Media w centrum cyfrowych przemian
- Gwałtowna zmiana technologiczna, w której żyjemy w tej chwili, w moim najgłębszym przekonaniu, taka fundamentalna, znacząca początek nowej ery, nie tylko w mediach, jest na pewno dla nas kolejnym wyzwaniem, ale my jesteśmy już, dzięki temu, że w tej trudnej rzeczywistości funkcjonujemy od wielu lat, jesteśmy już całkiem nieźle uodpornieni na kryzysy - stwierdził Aleksander Kutela, szef Ringier Axel Springer Polska.
Zdaniem Michała Brańskiego, Chief Strategy Officer w WP Holding, nie ma obecnie "kryzysu mediów". Jak stwierdził, gdyby obecną sytuację branży porównać do jakiegokolwiek innego "obrazka z przeszłości", to nie można powiedzieć, że media są gorzej zorganizowane, mniej prężne, mniej dostępne czy mniej jest źródeł wiadomości.
Jednocześnie, jak zauważył Aleksander Kutela, obecnie big techy "nadmiernie skoncentrowały wpływ, zasoby", a ponadto "w przyszłości już niedalekiej będą hamowały wzrost innych podmiotów". - W tym sensie uważam, że jeżeli to nie zostanie pilnie uregulowane, to to jest zagrożenie dla dalszego szeroko rozumianego rynku mediów - dodał.
"Te koncerny urosły na własności intelektualnej"

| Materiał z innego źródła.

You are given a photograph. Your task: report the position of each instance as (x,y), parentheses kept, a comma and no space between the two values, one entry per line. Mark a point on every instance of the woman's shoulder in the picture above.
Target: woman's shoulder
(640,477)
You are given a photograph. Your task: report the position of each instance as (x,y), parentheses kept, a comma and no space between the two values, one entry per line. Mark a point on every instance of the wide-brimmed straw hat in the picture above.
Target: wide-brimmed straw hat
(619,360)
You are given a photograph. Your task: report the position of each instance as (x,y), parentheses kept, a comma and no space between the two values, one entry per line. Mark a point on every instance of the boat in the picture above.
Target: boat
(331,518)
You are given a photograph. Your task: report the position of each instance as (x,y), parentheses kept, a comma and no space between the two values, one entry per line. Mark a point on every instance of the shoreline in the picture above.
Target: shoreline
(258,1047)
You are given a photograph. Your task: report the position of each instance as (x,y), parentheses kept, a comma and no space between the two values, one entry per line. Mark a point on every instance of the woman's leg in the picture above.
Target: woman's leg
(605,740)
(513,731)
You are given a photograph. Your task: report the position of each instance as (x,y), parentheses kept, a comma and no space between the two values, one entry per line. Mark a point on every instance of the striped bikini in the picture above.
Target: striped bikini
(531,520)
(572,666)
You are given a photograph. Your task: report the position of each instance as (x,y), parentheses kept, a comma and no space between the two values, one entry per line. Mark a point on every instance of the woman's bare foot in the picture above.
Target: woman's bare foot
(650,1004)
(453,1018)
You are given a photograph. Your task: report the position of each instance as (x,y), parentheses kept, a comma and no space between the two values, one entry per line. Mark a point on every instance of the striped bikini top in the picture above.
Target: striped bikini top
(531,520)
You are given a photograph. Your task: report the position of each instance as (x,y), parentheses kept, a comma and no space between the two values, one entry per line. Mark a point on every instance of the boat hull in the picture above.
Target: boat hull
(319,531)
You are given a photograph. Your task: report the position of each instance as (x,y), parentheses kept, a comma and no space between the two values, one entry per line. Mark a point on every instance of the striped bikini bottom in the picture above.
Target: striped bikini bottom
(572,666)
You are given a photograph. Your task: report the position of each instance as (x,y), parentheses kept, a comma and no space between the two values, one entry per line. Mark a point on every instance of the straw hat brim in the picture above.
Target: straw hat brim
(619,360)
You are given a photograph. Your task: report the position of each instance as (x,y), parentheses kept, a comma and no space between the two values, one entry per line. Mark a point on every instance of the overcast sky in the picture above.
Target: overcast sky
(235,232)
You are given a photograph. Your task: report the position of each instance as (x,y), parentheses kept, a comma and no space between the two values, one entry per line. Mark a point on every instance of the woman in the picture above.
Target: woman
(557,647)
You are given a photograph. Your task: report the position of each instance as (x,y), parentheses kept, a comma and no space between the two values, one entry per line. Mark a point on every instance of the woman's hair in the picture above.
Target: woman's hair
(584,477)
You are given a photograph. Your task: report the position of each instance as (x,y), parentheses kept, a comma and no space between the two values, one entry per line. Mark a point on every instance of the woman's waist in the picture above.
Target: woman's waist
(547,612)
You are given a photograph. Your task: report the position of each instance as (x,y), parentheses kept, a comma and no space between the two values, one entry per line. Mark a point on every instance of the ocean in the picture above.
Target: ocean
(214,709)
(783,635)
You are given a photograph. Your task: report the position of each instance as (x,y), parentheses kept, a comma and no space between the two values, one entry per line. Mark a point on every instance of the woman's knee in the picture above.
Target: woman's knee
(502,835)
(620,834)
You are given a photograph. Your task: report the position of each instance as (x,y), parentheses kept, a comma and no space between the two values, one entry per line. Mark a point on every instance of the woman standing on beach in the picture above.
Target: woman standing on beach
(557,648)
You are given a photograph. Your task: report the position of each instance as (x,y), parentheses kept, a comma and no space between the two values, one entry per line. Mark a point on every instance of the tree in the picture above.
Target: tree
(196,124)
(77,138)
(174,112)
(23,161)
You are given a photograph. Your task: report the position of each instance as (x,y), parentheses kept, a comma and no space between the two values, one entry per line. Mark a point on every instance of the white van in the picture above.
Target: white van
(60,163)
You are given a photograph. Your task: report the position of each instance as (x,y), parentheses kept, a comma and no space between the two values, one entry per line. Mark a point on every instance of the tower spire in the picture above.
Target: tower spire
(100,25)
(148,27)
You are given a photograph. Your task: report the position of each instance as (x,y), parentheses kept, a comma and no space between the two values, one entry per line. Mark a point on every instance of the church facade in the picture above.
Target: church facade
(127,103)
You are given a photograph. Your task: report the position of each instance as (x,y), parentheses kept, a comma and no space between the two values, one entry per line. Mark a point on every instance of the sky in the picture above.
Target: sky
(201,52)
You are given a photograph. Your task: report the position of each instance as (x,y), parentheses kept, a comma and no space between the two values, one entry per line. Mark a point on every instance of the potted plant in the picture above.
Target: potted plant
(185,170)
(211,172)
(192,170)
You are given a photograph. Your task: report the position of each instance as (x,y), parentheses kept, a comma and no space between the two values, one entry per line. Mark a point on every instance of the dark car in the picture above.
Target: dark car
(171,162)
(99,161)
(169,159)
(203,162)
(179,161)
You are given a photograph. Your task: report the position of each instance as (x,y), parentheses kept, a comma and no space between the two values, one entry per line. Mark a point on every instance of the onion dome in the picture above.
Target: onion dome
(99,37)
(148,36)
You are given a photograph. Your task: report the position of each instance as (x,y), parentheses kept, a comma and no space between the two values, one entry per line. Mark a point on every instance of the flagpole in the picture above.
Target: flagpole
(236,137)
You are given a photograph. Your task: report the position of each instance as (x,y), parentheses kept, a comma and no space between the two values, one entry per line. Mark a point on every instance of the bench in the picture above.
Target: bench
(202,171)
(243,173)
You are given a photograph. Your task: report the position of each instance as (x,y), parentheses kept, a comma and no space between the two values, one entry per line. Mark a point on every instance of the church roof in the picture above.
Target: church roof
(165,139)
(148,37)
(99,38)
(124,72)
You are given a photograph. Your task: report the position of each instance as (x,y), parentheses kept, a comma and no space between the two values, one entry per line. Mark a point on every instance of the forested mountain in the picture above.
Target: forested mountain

Kasia Kieli, President & Managing Director Warner Bros. Discovery Poland, CEO TVN, zaznaczyła, że "jeżeli chodzi o big techy, to mówimy o własności intelektualnej i o zapłaceniu za własność intelektualną".
- Nie o zagrożeniu, tylko o tym, że od bardzo długiego czasu te koncerny urosły na własności intelektualnej, która była w innych rękach - wyjaśniła.
Dodała też: - Dystrybuujemy kanały i otrzymujemy za to zapłatę. W taki sam sposób wydawałoby się, że (powinna być zapłata - red.) za artykuły, za wiadomości, za informacje, które są używane, bo oni (big techy - red.) są agregatorem, my jesteśmy twórcą. To są dwa zupełnie różne biznesy i nie mylmy ich ze sobą. Oni nie są dziennikarzami, nie stoją nigdy na polu walki, nie jadą do Ukrainy, nie przeprowadzają wywiadów, tylko to wszystko tworzymy my - podkreśliła Kieli.
Zwróciła uwagę też, że tak jak "mówimy od 20 lat, że jest koniec telewizji", to okazuje się, że "telewizja się ma coraz lepiej".
- My też działamy w streamingu, ale jeżeli spojrzymy, co jest oglądane w streamingu, to telewizja jest oglądana najbardziej - powiedziała Kieli.
"Rzetelne dziennikarstwo nie goni za klikiem"
Bartosz Hojka, prezes zarządu Grupy Agora, mówił podczas panelu, że "szykujemy się tutaj na długi i ciekawy marsz". - Przypomina mi się w związku z tym, że upowszechnieniu wynalazku druku towarzyszyły gwałtowne protesty skrybów, którzy uważali, że to jest jakiś szatański pomysł i ogromne zagrożenie dla tego unikatowego, bardzo odpowiedzialnego zawodu. (...) Poczucie zagrożenia, niepokój towarzyszy każdej zmianie - powiedział.
Dodał także: - Żyjemy teraz w zmianie bardzo głębokiej. I myślę, że te utyskiwania biorą się właśnie stąd. Z jakiegoś lęku, obawy o przyszłość, która stała się bardziej nieprzewidywalna niż kiedykolwiek.
Mówił także, że "media już się zmieniają". - Bez wątpienia ulegliśmy w mniejszym, większym stopniu tej presji, klikalności, parciu na odsłony, na budowanie taniego zasięgu. Ten model biznesowy się kończy, że to jest droga prowadząca donikąd. Wielu wydawców stawia na zupełnie inny model biznesowy. Na bezpośrednie relacje z użytkownikami. Na budowanie bezpośredniego ruchu w modelu reklamowym, na rejestrowany ruch, na subskrypcje - wytłumaczył Hojka.
Z kolei Kasia Kieli podkreśliła, że "rzetelne dziennikarstwo nie goni za klikiem tylko i wyłącznie".
- I mogę to powiedzieć w naszym przypadku. Dość często, jeżeli coś się dzieje bardzo, bardzo istotnego, my wcale nie jesteśmy pierwsi, którzy to podają. I dlaczego to robimy? Dlatego, że sprawdzamy. Dlatego, że mamy taki fact-checking i mamy tak rozwinięte wszystkie formy sprawdzania informacji - wyjaśniła.
Dodała też: - Bo wiemy, jak wiele to znaczy. Wiemy, że jesteśmy medium, do którego, jeżeli coś rzeczywiście się dzieje, to wszyscy idą i oglądają. I mamy poczucie tej powagi. I tego nie ma w AI. Tego nie ma w jakichś tam platformach, które agregują, bo one tego nie sprawdzają. My to sprawdzamy.